Bis Dezember 2000 wurde die Klägerin in der Kernzeitbetreuung an der A-Schule in F… eingesetzt. Hierbei betreut eine allein verantwortliche Erzieherin die fünfbis zehnjährigen Erst- bis Viertklässler vor und nach dem Unterricht und beschäftigt sie mit Spielen, Sport und Bastelarbeiten. Ab dem 29. Dezember 2000 war die Klägerin arbeitsunfähig krank. Mit Bescheid vom 5. April 2002 erhielt sie auf ihren am 24. Februar 2000 gestellten Antrag eine Rente wegen voller Erwerbsminderung für die Zeit vom 12. Dezember 2001 bis zum 30. November 2003.
Mit Schreiben vom 1. Mai 2004 bot die Klägerin ihre Arbeitsleistung “nach Ablauf der Krankmeldung” zum 10. Mai 2004 an.
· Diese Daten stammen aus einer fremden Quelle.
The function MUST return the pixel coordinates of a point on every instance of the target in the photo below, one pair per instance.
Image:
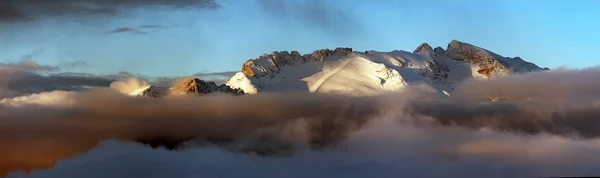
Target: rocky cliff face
(340, 70)
(490, 64)
(270, 63)
(197, 86)
(189, 86)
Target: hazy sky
(159, 38)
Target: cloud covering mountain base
(542, 127)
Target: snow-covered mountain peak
(425, 50)
(356, 73)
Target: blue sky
(550, 33)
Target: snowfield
(344, 71)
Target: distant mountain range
(344, 71)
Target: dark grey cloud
(10, 13)
(135, 30)
(15, 81)
(322, 15)
(125, 30)
(231, 122)
(558, 102)
(31, 66)
(19, 10)
(547, 125)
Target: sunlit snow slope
(363, 73)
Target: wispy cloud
(20, 10)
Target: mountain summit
(362, 73)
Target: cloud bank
(549, 131)
(26, 10)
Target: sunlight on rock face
(131, 86)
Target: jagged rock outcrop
(490, 64)
(197, 86)
(439, 51)
(344, 71)
(153, 91)
(270, 63)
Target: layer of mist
(543, 125)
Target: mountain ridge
(440, 68)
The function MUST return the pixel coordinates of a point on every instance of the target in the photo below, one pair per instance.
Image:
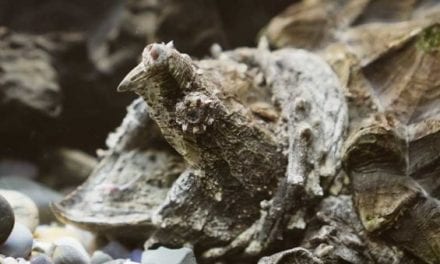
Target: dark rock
(6, 219)
(19, 243)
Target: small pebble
(52, 233)
(100, 257)
(121, 261)
(116, 250)
(169, 256)
(42, 247)
(19, 243)
(25, 210)
(136, 255)
(40, 194)
(64, 254)
(41, 259)
(6, 219)
(9, 260)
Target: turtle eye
(193, 116)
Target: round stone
(100, 257)
(69, 251)
(25, 210)
(6, 219)
(19, 242)
(65, 254)
(41, 259)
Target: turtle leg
(270, 226)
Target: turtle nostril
(154, 53)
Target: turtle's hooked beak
(133, 79)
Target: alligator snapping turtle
(261, 133)
(233, 153)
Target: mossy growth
(429, 40)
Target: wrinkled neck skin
(210, 128)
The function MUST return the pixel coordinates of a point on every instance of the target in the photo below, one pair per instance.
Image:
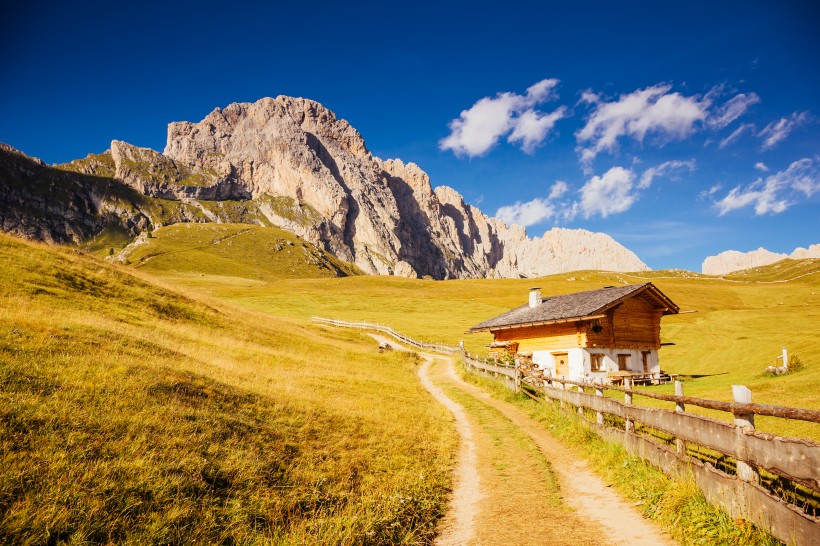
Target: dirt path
(580, 487)
(516, 484)
(458, 527)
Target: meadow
(131, 413)
(740, 325)
(187, 397)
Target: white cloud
(526, 214)
(777, 131)
(539, 209)
(531, 128)
(736, 134)
(479, 128)
(608, 194)
(653, 110)
(662, 169)
(777, 192)
(732, 109)
(710, 192)
(558, 189)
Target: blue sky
(680, 132)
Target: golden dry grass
(130, 413)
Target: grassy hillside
(783, 270)
(132, 413)
(738, 330)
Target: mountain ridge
(291, 162)
(730, 261)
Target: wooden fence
(772, 481)
(407, 340)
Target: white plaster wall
(580, 363)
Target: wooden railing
(755, 467)
(407, 340)
(772, 481)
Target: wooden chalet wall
(637, 324)
(548, 337)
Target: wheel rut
(516, 484)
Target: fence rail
(793, 461)
(407, 340)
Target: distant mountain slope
(237, 250)
(732, 260)
(291, 163)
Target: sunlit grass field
(130, 413)
(739, 328)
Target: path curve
(617, 521)
(582, 489)
(458, 526)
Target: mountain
(290, 162)
(732, 260)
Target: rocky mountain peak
(732, 260)
(299, 166)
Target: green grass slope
(739, 328)
(784, 270)
(131, 413)
(234, 250)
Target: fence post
(742, 394)
(599, 417)
(630, 424)
(517, 376)
(580, 409)
(563, 388)
(680, 445)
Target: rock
(296, 165)
(154, 174)
(404, 269)
(801, 253)
(732, 260)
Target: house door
(561, 364)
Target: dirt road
(516, 484)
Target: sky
(681, 130)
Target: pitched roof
(575, 307)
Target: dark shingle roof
(571, 306)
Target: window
(596, 363)
(646, 356)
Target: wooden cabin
(604, 334)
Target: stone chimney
(535, 297)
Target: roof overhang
(537, 323)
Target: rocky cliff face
(292, 163)
(732, 260)
(384, 216)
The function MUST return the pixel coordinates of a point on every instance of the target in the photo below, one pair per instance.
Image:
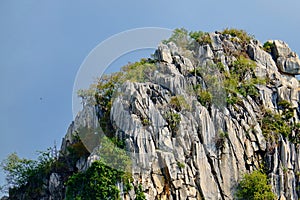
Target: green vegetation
(211, 90)
(180, 165)
(139, 193)
(179, 103)
(268, 46)
(98, 182)
(254, 186)
(220, 140)
(146, 122)
(201, 37)
(241, 80)
(204, 97)
(180, 37)
(276, 124)
(21, 172)
(243, 36)
(173, 119)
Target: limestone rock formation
(198, 151)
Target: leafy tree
(98, 182)
(254, 186)
(20, 171)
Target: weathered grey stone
(210, 148)
(289, 65)
(163, 53)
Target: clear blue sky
(44, 42)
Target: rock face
(206, 152)
(188, 163)
(287, 61)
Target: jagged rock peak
(205, 110)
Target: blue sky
(43, 43)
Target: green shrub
(241, 34)
(146, 122)
(220, 140)
(201, 37)
(254, 186)
(27, 174)
(138, 71)
(97, 182)
(180, 37)
(205, 98)
(139, 193)
(180, 165)
(179, 103)
(274, 125)
(173, 119)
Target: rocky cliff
(206, 113)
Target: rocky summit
(191, 122)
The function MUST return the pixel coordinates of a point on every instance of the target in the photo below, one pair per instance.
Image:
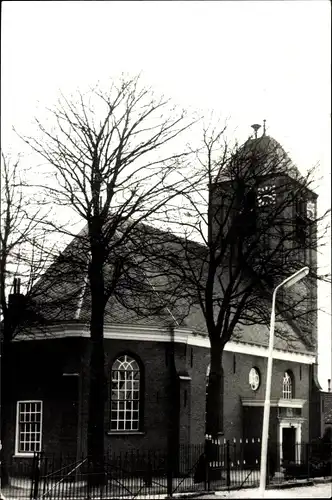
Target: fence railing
(231, 464)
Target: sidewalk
(313, 489)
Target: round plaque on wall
(254, 379)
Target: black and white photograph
(165, 249)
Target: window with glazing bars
(287, 386)
(125, 395)
(29, 427)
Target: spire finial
(256, 127)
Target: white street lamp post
(290, 281)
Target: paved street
(316, 491)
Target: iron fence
(210, 466)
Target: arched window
(287, 385)
(125, 394)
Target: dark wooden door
(288, 444)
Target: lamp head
(299, 275)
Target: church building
(157, 370)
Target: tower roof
(266, 154)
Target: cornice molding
(177, 335)
(279, 403)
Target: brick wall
(38, 375)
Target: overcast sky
(247, 61)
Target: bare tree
(250, 223)
(23, 258)
(111, 163)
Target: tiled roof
(133, 303)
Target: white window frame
(127, 404)
(287, 386)
(17, 430)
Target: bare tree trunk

Die Beklagte lehnte dieses und ein weiteres Arbeitsangebot der Klägerin vom 10. Mai 2004 unter Hinweis auf eine Stellungnahme des Betriebsarztes ab. In der Folgezeit prüfte sie eine andere Einsatzmöglichkeit für die Klägerin. Die Beklagte beschäftigte die Klägerin auch weiterhin nicht.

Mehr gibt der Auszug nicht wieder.